But in this case, General Cahstnyr, the commander of the Dohlaran naval base’s garrison and the Dohlaran-manned batteries defending the anchorage itself, fully supported Golden Grass’ assessment. It was possible Cahstnyr was trying to cover his own arse, but he had a reputation as an officer in the Fahstyr Rychtyr mold. Perhaps even more to the point, Captain Kharmahdy, who Thirsk knew personally as a solid, reliable, and trustworthy man, concurred.
If all three of them were correct, the lead Charisian ironclad had resembled nothing so much as a foundry scrapyard when it arrived off the Rhaigair breakwater with its consorts.
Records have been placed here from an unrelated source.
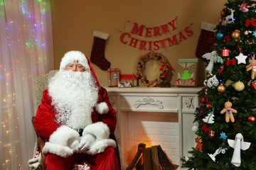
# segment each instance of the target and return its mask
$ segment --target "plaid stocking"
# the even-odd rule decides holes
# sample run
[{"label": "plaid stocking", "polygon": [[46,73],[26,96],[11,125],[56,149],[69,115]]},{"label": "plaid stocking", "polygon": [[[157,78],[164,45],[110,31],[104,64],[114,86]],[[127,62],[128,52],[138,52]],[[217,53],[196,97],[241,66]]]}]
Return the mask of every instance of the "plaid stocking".
[{"label": "plaid stocking", "polygon": [[198,43],[196,47],[196,56],[207,62],[207,60],[202,56],[209,52],[213,45],[214,32],[213,30],[216,25],[208,23],[202,23],[201,32],[200,34]]},{"label": "plaid stocking", "polygon": [[94,41],[90,61],[102,70],[110,68],[110,62],[105,57],[105,44],[110,35],[102,32],[93,31]]}]

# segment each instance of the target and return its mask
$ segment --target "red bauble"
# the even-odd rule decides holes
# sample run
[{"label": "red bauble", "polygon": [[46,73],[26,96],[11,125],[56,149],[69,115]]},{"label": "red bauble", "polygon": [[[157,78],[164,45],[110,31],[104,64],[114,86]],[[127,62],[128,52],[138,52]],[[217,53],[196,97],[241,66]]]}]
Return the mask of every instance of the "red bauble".
[{"label": "red bauble", "polygon": [[201,97],[199,101],[201,103],[206,103],[206,99],[204,97]]},{"label": "red bauble", "polygon": [[211,110],[213,107],[212,107],[211,104],[207,103],[206,108],[208,110]]},{"label": "red bauble", "polygon": [[210,138],[213,138],[214,137],[214,135],[215,135],[215,131],[214,130],[210,130],[208,132],[208,137]]},{"label": "red bauble", "polygon": [[255,122],[255,117],[254,117],[253,115],[251,115],[248,118],[248,121],[249,122]]}]

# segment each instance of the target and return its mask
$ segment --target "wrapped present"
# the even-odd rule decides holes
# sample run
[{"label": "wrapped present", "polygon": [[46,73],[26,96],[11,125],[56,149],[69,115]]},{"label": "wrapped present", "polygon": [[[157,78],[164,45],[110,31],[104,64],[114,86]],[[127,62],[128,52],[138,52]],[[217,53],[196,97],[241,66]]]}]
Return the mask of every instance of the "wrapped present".
[{"label": "wrapped present", "polygon": [[198,59],[179,59],[176,85],[177,86],[196,86],[198,69]]},{"label": "wrapped present", "polygon": [[118,87],[119,88],[132,87],[132,84],[128,81],[121,81],[118,82]]},{"label": "wrapped present", "polygon": [[90,170],[90,166],[86,163],[83,163],[82,164],[75,164],[72,170]]},{"label": "wrapped present", "polygon": [[107,69],[108,86],[117,86],[120,81],[120,70],[117,68]]},{"label": "wrapped present", "polygon": [[256,90],[256,81],[252,81],[251,87],[252,87],[252,90]]},{"label": "wrapped present", "polygon": [[134,74],[121,74],[120,81],[128,81],[131,83],[132,86],[138,86],[138,79],[136,75]]}]

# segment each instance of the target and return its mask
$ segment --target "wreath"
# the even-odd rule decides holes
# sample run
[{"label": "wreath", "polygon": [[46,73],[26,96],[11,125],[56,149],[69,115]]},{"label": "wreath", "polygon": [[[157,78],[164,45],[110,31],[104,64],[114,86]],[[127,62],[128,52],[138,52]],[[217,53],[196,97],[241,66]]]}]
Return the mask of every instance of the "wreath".
[{"label": "wreath", "polygon": [[[161,67],[159,70],[161,74],[159,77],[155,80],[149,81],[144,74],[146,69],[146,62],[150,60],[155,60],[160,62]],[[171,74],[172,68],[169,65],[166,58],[159,52],[150,52],[144,55],[139,59],[138,67],[137,68],[137,75],[141,80],[143,86],[146,87],[170,87],[171,83],[169,76]]]}]

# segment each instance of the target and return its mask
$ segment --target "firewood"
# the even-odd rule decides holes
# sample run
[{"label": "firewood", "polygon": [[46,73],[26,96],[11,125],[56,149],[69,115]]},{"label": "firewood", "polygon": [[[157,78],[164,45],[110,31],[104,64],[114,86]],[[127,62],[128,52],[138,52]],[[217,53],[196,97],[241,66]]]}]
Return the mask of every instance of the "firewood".
[{"label": "firewood", "polygon": [[[127,168],[127,170],[132,170],[135,166],[137,165],[139,161],[141,159],[143,154],[143,150],[146,148],[146,144],[140,143],[138,145],[138,151],[135,154],[135,157],[132,159],[131,164]],[[137,170],[138,168],[137,167]]]}]

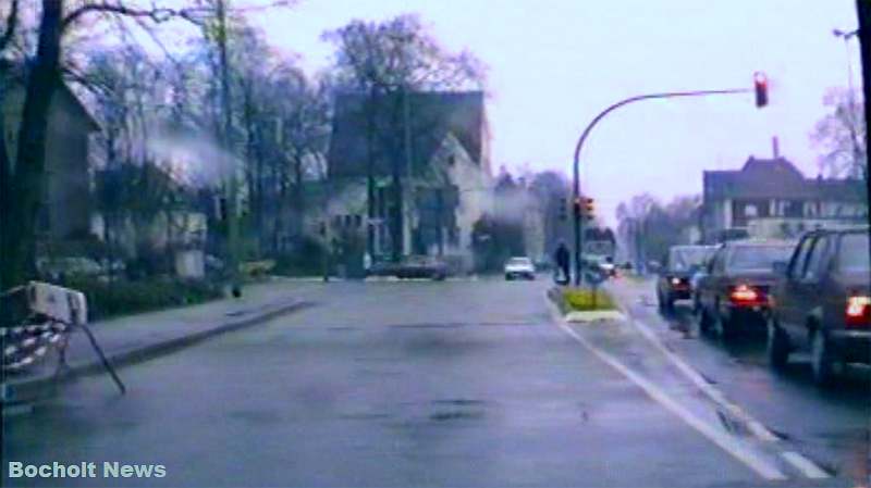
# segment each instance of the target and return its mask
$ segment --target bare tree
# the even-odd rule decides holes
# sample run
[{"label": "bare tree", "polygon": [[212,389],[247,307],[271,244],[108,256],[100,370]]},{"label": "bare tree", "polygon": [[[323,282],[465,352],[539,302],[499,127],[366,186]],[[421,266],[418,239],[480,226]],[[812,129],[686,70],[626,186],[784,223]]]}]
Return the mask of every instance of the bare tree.
[{"label": "bare tree", "polygon": [[[415,90],[456,89],[481,86],[483,68],[468,52],[454,54],[430,36],[415,15],[400,15],[383,23],[353,21],[323,36],[336,46],[336,82],[346,90],[366,97],[368,158],[368,214],[375,216],[375,158],[371,148],[380,137],[392,161],[393,259],[403,253],[403,167],[412,164],[408,95]],[[385,112],[383,113],[379,112]],[[377,121],[388,127],[377,127]],[[369,229],[368,246],[372,233]]]},{"label": "bare tree", "polygon": [[868,180],[864,103],[849,90],[830,89],[823,104],[831,113],[811,133],[811,140],[822,150],[820,168],[833,177]]}]

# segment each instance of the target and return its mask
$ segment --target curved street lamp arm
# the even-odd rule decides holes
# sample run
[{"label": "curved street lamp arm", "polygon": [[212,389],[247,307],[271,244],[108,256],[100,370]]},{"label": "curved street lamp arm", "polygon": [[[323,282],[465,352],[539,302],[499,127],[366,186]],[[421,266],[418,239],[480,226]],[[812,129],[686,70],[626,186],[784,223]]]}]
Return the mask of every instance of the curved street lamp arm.
[{"label": "curved street lamp arm", "polygon": [[[584,133],[580,135],[578,139],[577,146],[575,146],[575,158],[574,158],[574,165],[573,165],[573,173],[574,173],[574,186],[573,186],[573,196],[575,200],[580,197],[580,175],[579,175],[579,163],[580,163],[580,149],[584,147],[584,141],[587,140],[587,136],[590,135],[590,132],[596,124],[599,123],[605,115],[613,112],[614,110],[623,107],[628,105],[629,103],[638,102],[641,100],[651,100],[657,98],[679,98],[679,97],[704,97],[710,95],[733,95],[733,93],[748,93],[753,91],[750,88],[732,88],[725,90],[695,90],[695,91],[667,91],[663,93],[649,93],[649,95],[639,95],[636,97],[629,97],[627,99],[621,100],[613,105],[606,108],[605,110],[601,111],[599,115],[597,115],[587,128],[584,129]],[[581,280],[581,264],[580,264],[580,247],[581,247],[581,229],[580,229],[580,215],[575,211],[574,215],[575,222],[575,285],[580,285]]]}]

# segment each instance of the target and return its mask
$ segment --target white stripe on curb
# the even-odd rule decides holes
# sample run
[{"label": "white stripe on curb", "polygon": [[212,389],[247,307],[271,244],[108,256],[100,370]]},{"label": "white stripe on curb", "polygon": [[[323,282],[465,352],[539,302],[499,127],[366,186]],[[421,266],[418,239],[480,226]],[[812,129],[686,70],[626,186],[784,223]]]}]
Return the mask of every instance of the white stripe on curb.
[{"label": "white stripe on curb", "polygon": [[578,335],[575,330],[572,329],[572,327],[565,324],[559,312],[555,312],[553,310],[554,305],[551,303],[550,300],[548,300],[548,303],[551,306],[551,312],[554,313],[555,315],[556,324],[560,326],[560,328],[562,328],[573,339],[580,342],[580,345],[587,348],[590,352],[596,354],[596,356],[599,358],[602,362],[606,363],[608,365],[619,372],[623,376],[627,377],[629,380],[639,386],[642,390],[645,390],[645,392],[650,398],[659,402],[662,406],[671,411],[673,414],[675,414],[677,417],[684,421],[687,425],[695,428],[699,434],[707,437],[709,440],[714,442],[721,449],[732,454],[733,458],[744,463],[747,467],[756,472],[759,476],[769,480],[787,479],[787,476],[777,466],[757,456],[756,452],[752,452],[746,446],[741,445],[737,439],[711,427],[709,424],[704,423],[699,417],[694,415],[689,410],[685,409],[683,405],[680,405],[671,397],[668,397],[668,395],[665,393],[665,391],[655,386],[653,383],[649,381],[647,378],[629,370],[626,365],[617,361],[614,356],[598,349],[582,336]]},{"label": "white stripe on curb", "polygon": [[822,471],[820,466],[798,452],[786,451],[782,452],[781,456],[792,464],[793,467],[800,471],[802,475],[811,479],[825,479],[829,477],[829,473]]},{"label": "white stripe on curb", "polygon": [[665,354],[668,361],[671,361],[675,365],[675,367],[680,370],[680,372],[684,373],[684,375],[686,375],[686,377],[694,385],[696,385],[697,388],[699,388],[711,400],[722,405],[723,408],[728,410],[729,413],[732,413],[740,421],[743,421],[747,425],[747,428],[750,429],[750,433],[753,435],[753,437],[764,442],[774,442],[780,440],[780,438],[775,436],[771,430],[765,428],[765,426],[762,425],[762,423],[750,416],[750,414],[745,412],[744,409],[741,409],[740,406],[727,400],[722,391],[720,391],[713,385],[708,383],[708,380],[704,379],[704,377],[702,377],[702,375],[698,371],[696,371],[692,366],[687,364],[686,361],[680,359],[674,352],[670,351],[668,348],[666,348],[665,345],[663,345],[662,341],[657,337],[657,335],[653,333],[650,326],[648,326],[647,324],[637,318],[634,318],[631,314],[623,306],[622,303],[618,303],[617,306],[623,311],[624,315],[626,315],[628,322],[636,329],[638,329],[638,331],[641,333],[641,335],[645,336],[645,338],[647,338],[651,343],[653,343],[653,346],[657,349],[659,349],[660,352]]}]

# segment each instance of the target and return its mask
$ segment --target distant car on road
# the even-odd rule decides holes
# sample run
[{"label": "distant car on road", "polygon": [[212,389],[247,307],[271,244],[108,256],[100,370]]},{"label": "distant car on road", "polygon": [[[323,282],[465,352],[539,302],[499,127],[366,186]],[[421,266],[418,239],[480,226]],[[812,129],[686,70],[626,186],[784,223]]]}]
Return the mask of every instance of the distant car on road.
[{"label": "distant car on road", "polygon": [[447,264],[434,255],[409,255],[398,263],[372,264],[369,276],[395,276],[401,279],[429,278],[442,280],[447,277]]},{"label": "distant car on road", "polygon": [[672,246],[657,279],[660,310],[672,310],[676,300],[692,298],[692,276],[716,251],[715,246]]},{"label": "distant car on road", "polygon": [[871,362],[869,229],[813,230],[801,237],[772,290],[769,361],[786,365],[810,350],[814,381],[825,385],[833,365]]},{"label": "distant car on road", "polygon": [[741,330],[763,330],[773,265],[793,249],[794,242],[783,240],[733,240],[720,247],[696,292],[699,330],[713,330],[724,340]]},{"label": "distant car on road", "polygon": [[536,279],[536,265],[526,256],[515,256],[505,263],[505,279]]}]

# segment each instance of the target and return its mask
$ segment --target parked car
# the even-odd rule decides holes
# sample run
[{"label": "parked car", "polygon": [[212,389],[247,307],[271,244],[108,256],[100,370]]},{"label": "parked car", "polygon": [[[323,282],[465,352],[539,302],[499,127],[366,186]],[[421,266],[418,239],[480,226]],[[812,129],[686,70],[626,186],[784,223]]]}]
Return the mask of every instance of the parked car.
[{"label": "parked car", "polygon": [[515,256],[505,263],[505,279],[536,279],[536,265],[526,256]]},{"label": "parked car", "polygon": [[825,385],[833,365],[871,362],[869,229],[813,230],[801,237],[772,290],[769,361],[786,365],[811,352],[813,378]]},{"label": "parked car", "polygon": [[714,246],[672,246],[657,279],[660,310],[672,310],[676,300],[692,298],[692,275],[716,250]]},{"label": "parked car", "polygon": [[430,278],[442,280],[447,277],[447,264],[438,256],[409,255],[398,263],[375,263],[367,274],[369,276],[395,276],[402,279]]},{"label": "parked car", "polygon": [[764,330],[773,265],[786,261],[793,249],[794,242],[781,240],[733,240],[720,247],[699,279],[699,330],[725,340],[739,331]]}]

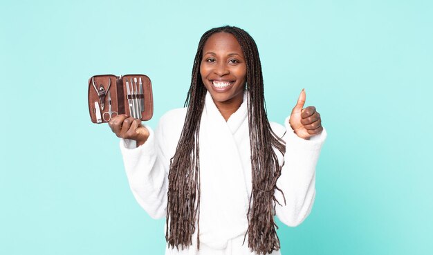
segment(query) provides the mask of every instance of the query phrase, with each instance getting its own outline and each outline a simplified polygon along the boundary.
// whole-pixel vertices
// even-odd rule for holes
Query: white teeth
[[[212,83],[214,84],[214,86],[218,88],[225,88],[232,84],[232,82],[218,82],[218,81],[213,81]]]

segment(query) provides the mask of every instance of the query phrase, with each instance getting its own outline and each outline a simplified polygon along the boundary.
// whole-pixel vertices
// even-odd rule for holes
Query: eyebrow
[[[216,55],[217,54],[215,54],[215,53],[212,52],[212,51],[209,51],[205,53],[205,54],[203,54],[203,55],[206,55],[206,54],[210,54],[210,55]],[[234,55],[238,55],[239,57],[242,57],[240,55],[237,54],[237,53],[230,53],[229,54],[228,56],[229,57],[232,57],[232,56],[234,56]]]

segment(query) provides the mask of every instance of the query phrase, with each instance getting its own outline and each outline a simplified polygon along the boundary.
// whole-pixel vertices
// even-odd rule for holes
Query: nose
[[[214,69],[215,74],[219,76],[223,76],[230,73],[230,70],[228,69],[226,63],[223,62],[220,62],[218,63],[217,66],[215,66]]]

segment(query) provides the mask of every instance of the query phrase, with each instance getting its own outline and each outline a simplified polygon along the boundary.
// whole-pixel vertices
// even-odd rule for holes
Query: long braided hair
[[[284,142],[271,129],[266,116],[261,64],[257,46],[245,30],[234,26],[212,28],[199,43],[194,61],[191,86],[183,129],[174,156],[170,162],[165,238],[169,246],[182,249],[192,244],[197,223],[197,248],[200,244],[200,121],[207,90],[200,75],[203,48],[208,39],[217,32],[233,35],[239,43],[246,62],[246,90],[251,153],[252,192],[247,214],[248,247],[259,254],[279,249],[274,221],[274,196],[282,167],[274,148],[284,153]],[[283,194],[284,198],[284,194]],[[285,202],[285,201],[284,201]],[[244,240],[245,241],[245,240]]]

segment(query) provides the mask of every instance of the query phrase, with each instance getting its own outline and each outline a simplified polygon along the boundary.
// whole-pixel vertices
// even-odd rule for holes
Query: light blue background
[[[0,254],[162,254],[164,220],[91,124],[87,79],[145,73],[155,126],[183,106],[196,46],[225,24],[259,46],[269,118],[302,88],[329,132],[313,211],[283,254],[433,250],[431,1],[0,3]]]

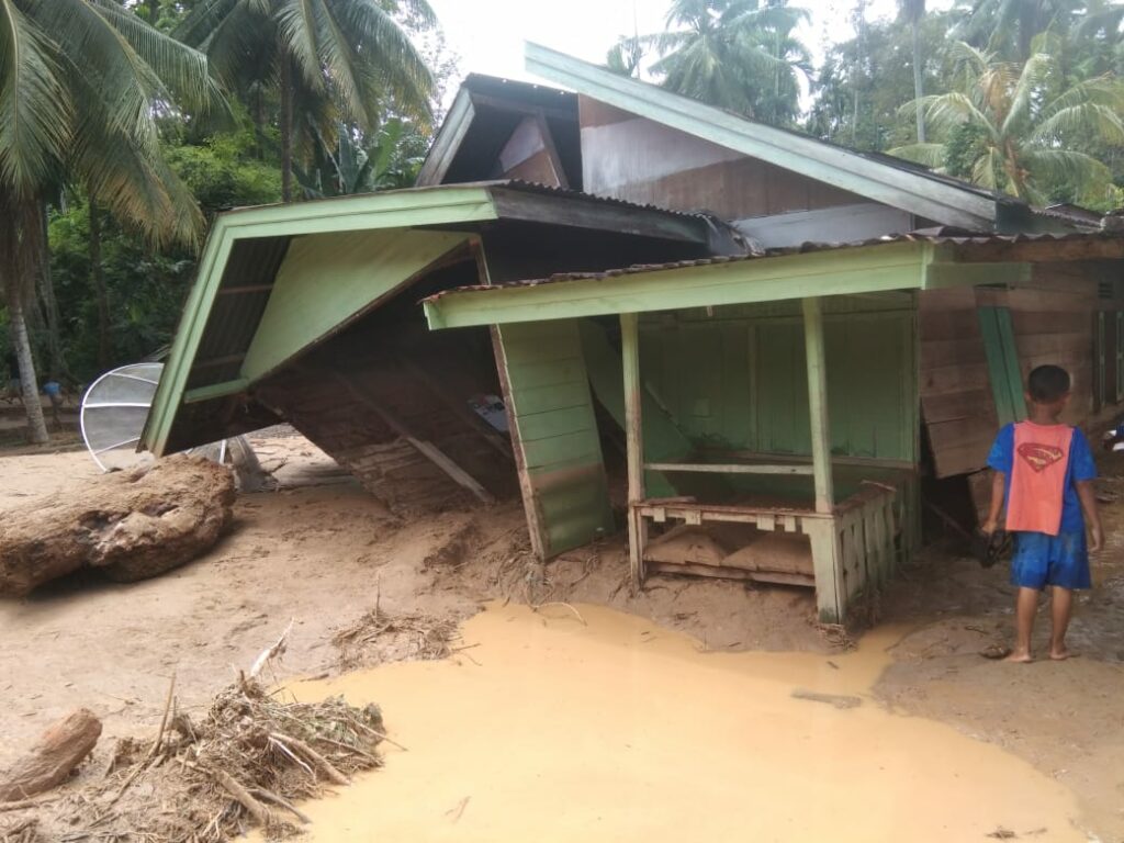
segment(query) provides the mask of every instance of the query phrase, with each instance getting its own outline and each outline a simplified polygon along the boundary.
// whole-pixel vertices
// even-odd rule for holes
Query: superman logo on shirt
[[[1030,465],[1034,471],[1042,473],[1051,465],[1053,465],[1059,460],[1066,456],[1066,453],[1054,445],[1040,445],[1036,442],[1024,442],[1018,446],[1018,455],[1023,457],[1023,461]]]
The heavy guns protecting the main ship channel had battered it almost beyond recognition. Its smokestack had been completely demolished, as had every other unarmored portion of its superstructure, and there’d been signs, according to Kharmahdy, that the after portion of its armored carapace had suffered significant fire damage.
Of course, Kharmahdy had also pointed out with scrupulous honesty that the apparent fire damage might be just that—apparent. Soot from the ironclad’s truncated smokestack could have accounted for much or all of the blackening, and while Kharmahdy had personally seen evidence that the ship’s pumps were working steadily, it was obvious it had never been in any danger of sinking. For that matter, despite its battered and broken outer appearance, it had participated in the bombardment of Rhaigair’s outer batteries right along with its consorts.
“Your Eminence,” the earl said, “it’s going to take us a long time to fully understand what happened. Some points strike me as fairly evident, however.”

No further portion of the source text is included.